After the verdict, Los Angeles County District Attorney Jackie Lacey said, “I am pleased that the jury agreed with our assessment of the evidence in this case. The verdict proves the criminal justice system works.”
In a statement, LAPD Chief Charlie Beck said, “As I expressed at the time, I was very concerned about this incident and we launched a thorough investigation that ultimately led to criminal charges against the involved officer.
“It is always disappointing when an officer fails to uphold the high standards and professionalism shown by the thousands of LAPD officers who courageously protect this city and proudly wear our badge every day. I appreciate the partnership we have with District Attorney Jackie Lacey and her team in our joint efforts to ensure that officers who operate outside of the law, and tarnish our badge, are held accountable.”

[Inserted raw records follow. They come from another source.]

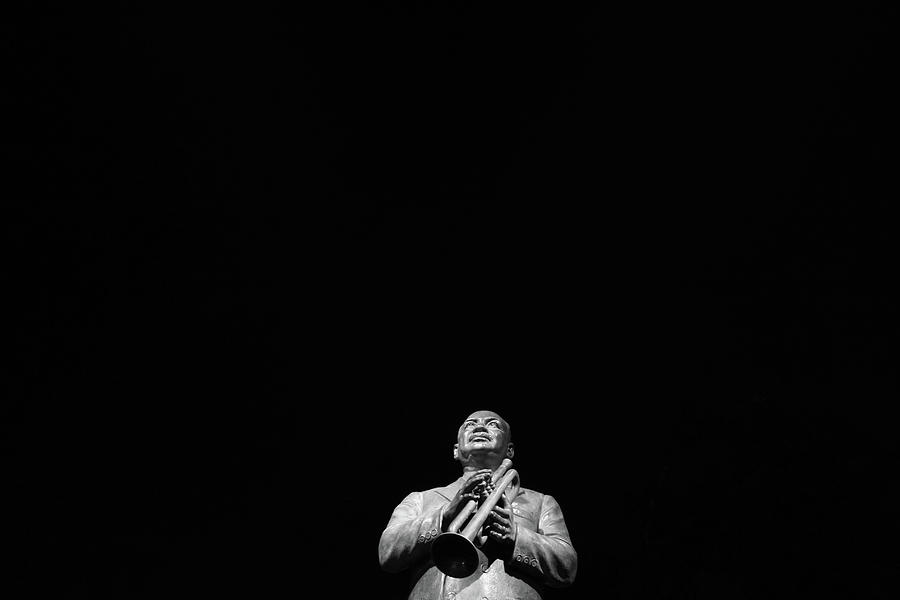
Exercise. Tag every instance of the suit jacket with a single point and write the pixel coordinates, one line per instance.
(543, 553)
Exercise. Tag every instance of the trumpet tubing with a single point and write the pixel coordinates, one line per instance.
(454, 552)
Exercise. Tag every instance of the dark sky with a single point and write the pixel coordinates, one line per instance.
(264, 259)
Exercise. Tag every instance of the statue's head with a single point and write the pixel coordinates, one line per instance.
(483, 439)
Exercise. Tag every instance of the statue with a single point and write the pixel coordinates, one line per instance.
(516, 541)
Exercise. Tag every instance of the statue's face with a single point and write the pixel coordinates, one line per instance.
(483, 432)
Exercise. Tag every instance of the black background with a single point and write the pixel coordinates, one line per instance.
(264, 259)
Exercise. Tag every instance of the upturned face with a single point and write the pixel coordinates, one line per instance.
(483, 432)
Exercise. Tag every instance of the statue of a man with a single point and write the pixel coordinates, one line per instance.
(526, 544)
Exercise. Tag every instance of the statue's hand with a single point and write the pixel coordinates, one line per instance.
(500, 525)
(476, 487)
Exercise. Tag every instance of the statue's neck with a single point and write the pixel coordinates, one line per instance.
(477, 465)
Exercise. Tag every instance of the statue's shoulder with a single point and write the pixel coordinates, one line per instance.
(529, 497)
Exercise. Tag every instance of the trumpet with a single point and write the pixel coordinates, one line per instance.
(454, 552)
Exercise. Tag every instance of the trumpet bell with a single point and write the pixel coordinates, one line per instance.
(455, 555)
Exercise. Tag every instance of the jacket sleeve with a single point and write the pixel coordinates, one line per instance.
(406, 540)
(548, 553)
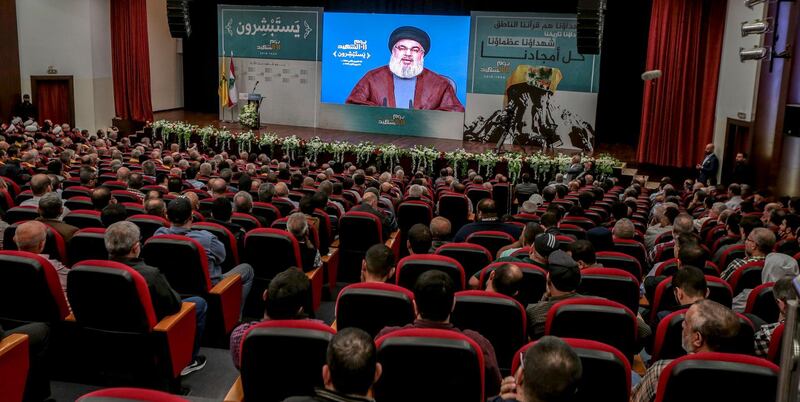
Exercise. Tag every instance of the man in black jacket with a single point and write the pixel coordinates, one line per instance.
(351, 368)
(122, 244)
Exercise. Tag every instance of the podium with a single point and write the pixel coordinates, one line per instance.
(254, 98)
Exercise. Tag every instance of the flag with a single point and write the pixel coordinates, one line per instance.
(233, 96)
(223, 84)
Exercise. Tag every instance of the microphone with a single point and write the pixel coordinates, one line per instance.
(651, 75)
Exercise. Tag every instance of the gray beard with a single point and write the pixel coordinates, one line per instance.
(397, 68)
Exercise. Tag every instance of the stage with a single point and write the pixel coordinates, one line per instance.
(624, 153)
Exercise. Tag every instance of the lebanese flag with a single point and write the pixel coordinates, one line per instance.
(233, 96)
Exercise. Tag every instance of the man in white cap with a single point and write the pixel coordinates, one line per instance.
(405, 83)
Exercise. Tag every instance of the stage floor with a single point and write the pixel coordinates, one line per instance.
(624, 153)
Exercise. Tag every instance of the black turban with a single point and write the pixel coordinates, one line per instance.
(412, 33)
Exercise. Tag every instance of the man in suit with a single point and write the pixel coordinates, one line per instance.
(709, 167)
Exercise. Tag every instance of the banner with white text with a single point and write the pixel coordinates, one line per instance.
(527, 84)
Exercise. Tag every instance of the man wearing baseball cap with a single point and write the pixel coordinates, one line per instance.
(405, 82)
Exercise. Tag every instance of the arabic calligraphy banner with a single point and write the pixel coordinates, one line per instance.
(284, 33)
(527, 84)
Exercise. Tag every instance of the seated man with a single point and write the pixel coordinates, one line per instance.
(298, 227)
(433, 303)
(122, 244)
(549, 371)
(284, 299)
(50, 212)
(783, 290)
(563, 279)
(221, 212)
(351, 368)
(419, 239)
(378, 264)
(689, 286)
(506, 280)
(486, 219)
(112, 214)
(707, 327)
(369, 203)
(179, 213)
(582, 251)
(31, 237)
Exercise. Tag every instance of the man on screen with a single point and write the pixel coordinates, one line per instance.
(405, 83)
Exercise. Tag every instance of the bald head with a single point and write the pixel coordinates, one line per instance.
(31, 236)
(40, 184)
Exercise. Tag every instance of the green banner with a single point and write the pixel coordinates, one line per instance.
(285, 33)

During his closing argument Monday, Assistant Head Deputy District Attorney Shannon Presby told the 11-woman, one-man jury that O’Callaghan’s use of force was unreasonable given that the unarmed Thomas was being picked up for alleged child abandonment rather than a violent crime and posed little threat to officers.

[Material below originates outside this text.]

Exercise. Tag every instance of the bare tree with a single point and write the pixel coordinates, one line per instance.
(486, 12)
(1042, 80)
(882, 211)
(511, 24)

By the time O’Callaghan arrived on the scene, two other officers had already handcuffed Thomas and placed her legs in a “hobble” that tied them together, Presby said.
The prosecutor said Thomas was “helpless in the back of that police car” and simply trying to sit up so she could breathe when O’Callaghan, frustrated in trying to retie the hobble, threatened to break Thomas’ arm, shoved her on the chest and throat and kicked her in her stomach and then her groin.
“She’s sitting up because her heart is failing,” Presby told jurors. “She’s drowning in her own blood.”
Thomas told officers her chest and legs hurt and she needed an ambulance, but “no matter what Ms. Thomas said, (O’Callaghan) refused to listen,” the prosecutor said.
“This is a police officer who is so cynical about the people that she polices that she dehumanizes them, she calls them names,” Presby told jurors, playing a video recording of the incident from a patrol car camera.
In his closing argument, O’Callaghan’s attorney said the real question for jurors was whether the force his client used was reasonable under the circumstances.
Rico said his client was called as backup to assist in getting the 6- foot-1-inch Thomas, who weighed 228 pounds, into the patrol car. He said the woman kicked the door of the patrol car and refused to get inside.
“It took three sets of handcuffs originally to handcuff her,” Rico said, telling jurors that she bent the metal hook of one set of handcuffs.
Thomas “was not cooperating from the second Officer O’Callaghan physically touched her,” Rico said, “struggling, resisting, combative at times, under the influence of cocaine.”
Rico acknowledged that “what happened to (Thomas) was tragic,” but told jurors that Thomas “would still be alive if she hadn’t ingested cocaine that caused her heart to stop pumping.”
O’Callaghan — who was relieved of duty without pay — was criminally charged in October 2013 after an investigation by the LAPD.